Historiquement, la tradition iranienne reconnaît deux sources ou pôles d'autorité légitime: la religion et la royauté, le turban et la couronne. Dans les premiers temps de l'ancien pouvoir impérial perse, ces deux sources étaient réunies dans l'institution de la royauté sacrée. Pendant des siècles d'histoire iranienne, pré-islamique et islamique, ces deux pôles d'autorité ont constitué, parfois ensemble, parfois séparément, les sources légitimes du contrôle politique et social.

À la suite de l'évolution politique et sociale de l'Iran depuis la chute de la dynastie des séfévides en 1722 les deux pôles de légitimité ont coexisté dans le cadre d'une relation en général difficile, sinon carrément hostile, où chacun exerçait son autorité dans son propre domaine. Comme l'institution religieuse avait ses propres ressources financières—de taxes religieuses et de dîmes de terres—elle pouvait fonctionner, et elle fonctionnait, indépendamment de l'Etat.

À la suite de la révolution islamique survenue en 1978-1979, le pouvoir royal a été considérablement délégitimé, tandis que la religion voyait son autorité renforcée, tout comme celle de ses gardiens, et devenait le principal détenteur légitime du pouvoir. Ce principe est enchâssé dans la nouvelle constitution de la République islamique. Certains observateurs pensent qu'il s'agit là du premier exemple véritable de gouvernement théocratique dans l'histoire iranienne, mais d'autres ne partagent pas cette certitude.
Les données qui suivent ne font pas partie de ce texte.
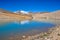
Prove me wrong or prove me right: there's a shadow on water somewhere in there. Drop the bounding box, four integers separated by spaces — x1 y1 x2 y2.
0 21 55 40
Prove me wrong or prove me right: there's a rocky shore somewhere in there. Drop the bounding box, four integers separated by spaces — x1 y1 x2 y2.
9 26 60 40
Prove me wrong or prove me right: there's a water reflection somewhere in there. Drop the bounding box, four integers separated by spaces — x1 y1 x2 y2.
0 20 55 40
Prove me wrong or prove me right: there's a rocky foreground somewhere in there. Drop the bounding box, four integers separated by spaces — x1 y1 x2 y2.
9 26 60 40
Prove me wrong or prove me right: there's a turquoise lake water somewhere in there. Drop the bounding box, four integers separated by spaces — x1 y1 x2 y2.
0 21 55 40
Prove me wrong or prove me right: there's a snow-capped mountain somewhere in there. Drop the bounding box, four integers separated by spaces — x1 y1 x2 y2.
14 10 29 14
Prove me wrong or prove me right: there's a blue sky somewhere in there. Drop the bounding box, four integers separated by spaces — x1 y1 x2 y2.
0 0 60 12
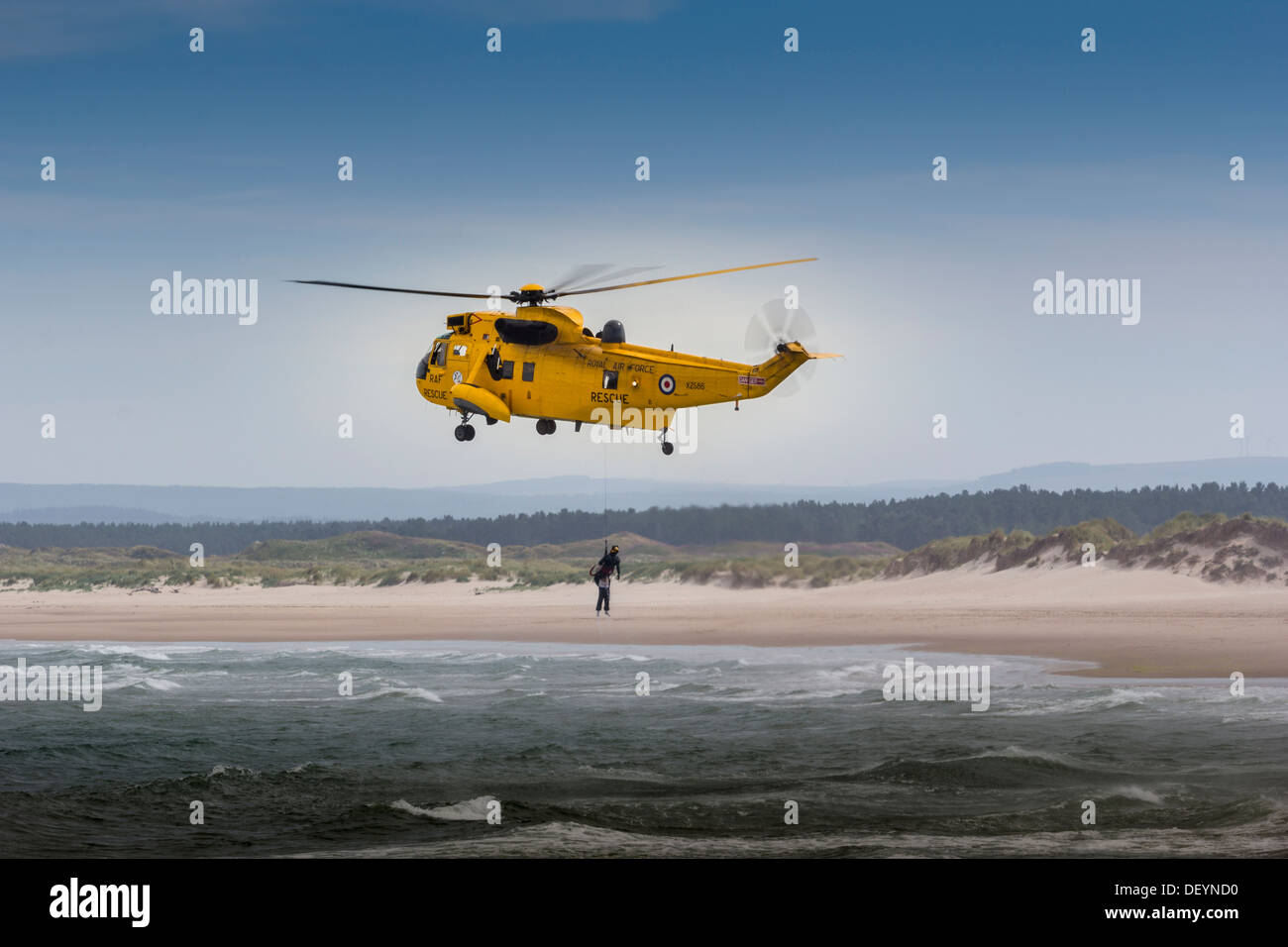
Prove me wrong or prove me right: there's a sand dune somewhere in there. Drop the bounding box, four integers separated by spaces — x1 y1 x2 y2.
0 565 1288 678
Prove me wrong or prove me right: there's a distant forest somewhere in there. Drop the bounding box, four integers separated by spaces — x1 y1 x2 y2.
0 483 1288 556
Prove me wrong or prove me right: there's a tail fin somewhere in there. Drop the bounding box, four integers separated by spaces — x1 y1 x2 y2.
744 342 841 398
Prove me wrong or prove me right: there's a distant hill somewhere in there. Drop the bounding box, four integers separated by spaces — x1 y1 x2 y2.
0 458 1288 524
883 513 1288 585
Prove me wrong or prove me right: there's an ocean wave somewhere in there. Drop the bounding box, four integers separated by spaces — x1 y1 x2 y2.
345 686 443 703
389 796 496 822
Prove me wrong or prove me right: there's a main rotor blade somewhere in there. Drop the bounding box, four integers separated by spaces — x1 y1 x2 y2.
287 279 492 299
559 257 818 296
546 263 613 292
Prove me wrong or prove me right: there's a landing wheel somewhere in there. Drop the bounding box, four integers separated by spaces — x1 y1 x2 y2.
662 428 675 458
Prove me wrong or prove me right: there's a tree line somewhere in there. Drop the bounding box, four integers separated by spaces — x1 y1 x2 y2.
0 483 1288 556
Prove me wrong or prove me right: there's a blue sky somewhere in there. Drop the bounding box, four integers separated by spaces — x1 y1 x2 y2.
0 0 1288 485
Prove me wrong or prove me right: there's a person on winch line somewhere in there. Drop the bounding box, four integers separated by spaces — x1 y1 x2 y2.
590 546 622 618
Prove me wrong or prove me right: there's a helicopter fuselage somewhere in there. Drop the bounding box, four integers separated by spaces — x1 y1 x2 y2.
416 305 815 433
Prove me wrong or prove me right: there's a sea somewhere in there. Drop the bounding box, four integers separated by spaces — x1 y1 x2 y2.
0 642 1288 858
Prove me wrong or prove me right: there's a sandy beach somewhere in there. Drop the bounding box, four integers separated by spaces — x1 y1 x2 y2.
0 567 1288 678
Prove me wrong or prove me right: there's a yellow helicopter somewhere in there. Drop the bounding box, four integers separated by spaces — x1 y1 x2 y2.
291 257 838 455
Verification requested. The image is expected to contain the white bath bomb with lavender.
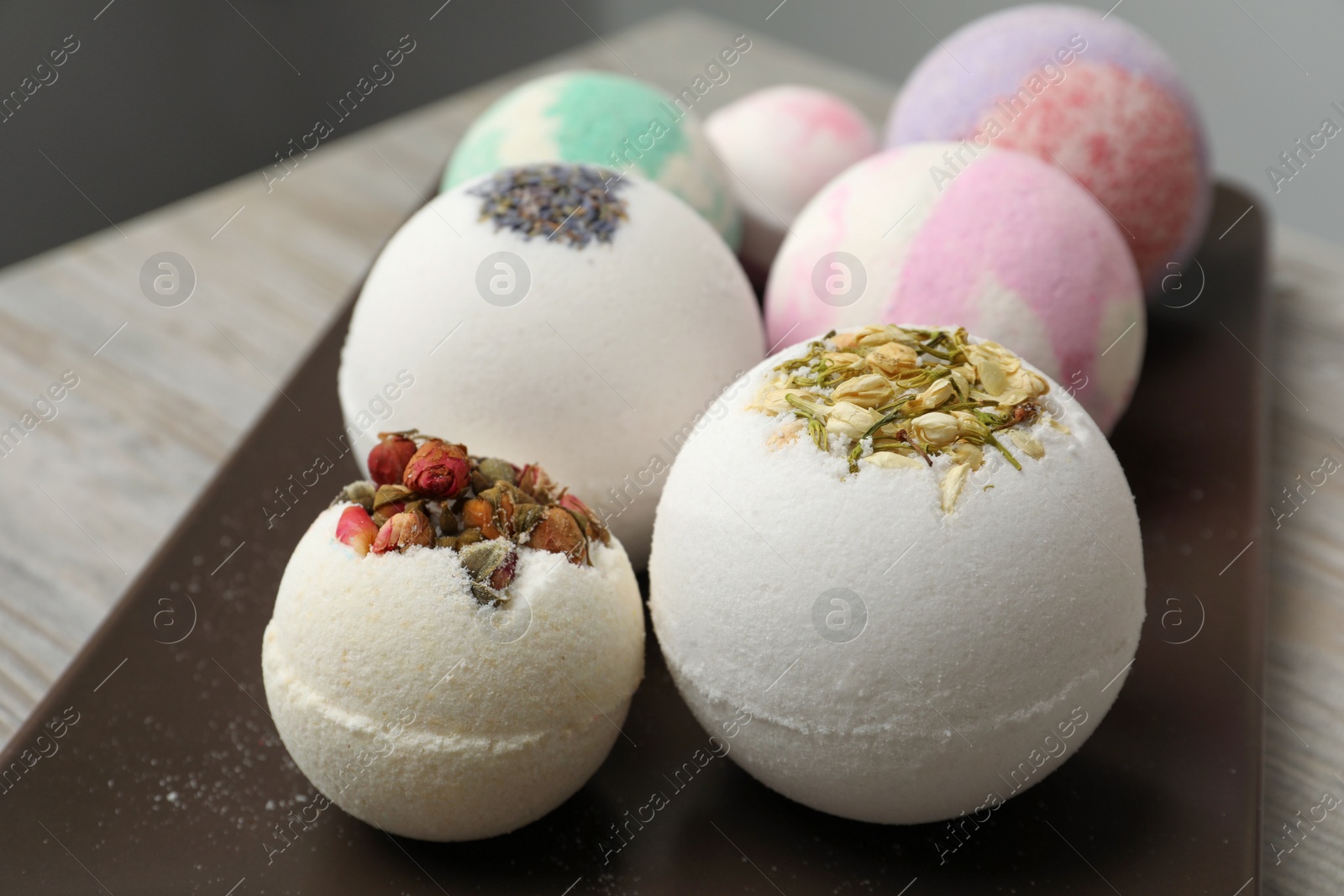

Dans les temps modernes et anciens, les citoyens iraniens devaient payer leur dû aux deux pôles d'autorité, le spirituel et le temporel. Lorsque l'un de ces deux pôles s'effondre, ce qui fut le cas en 1979, la question se pose de savoir si le pôle qui reste doit assumer la totalité du pouvoir traditionnel. Dans le cas de la théocratie islamique d'Iran, la question n'a toujours pas été résolue et il faut attendre que la situation évolue. De graves problèmes théoriques et pratiques vont encore se poser.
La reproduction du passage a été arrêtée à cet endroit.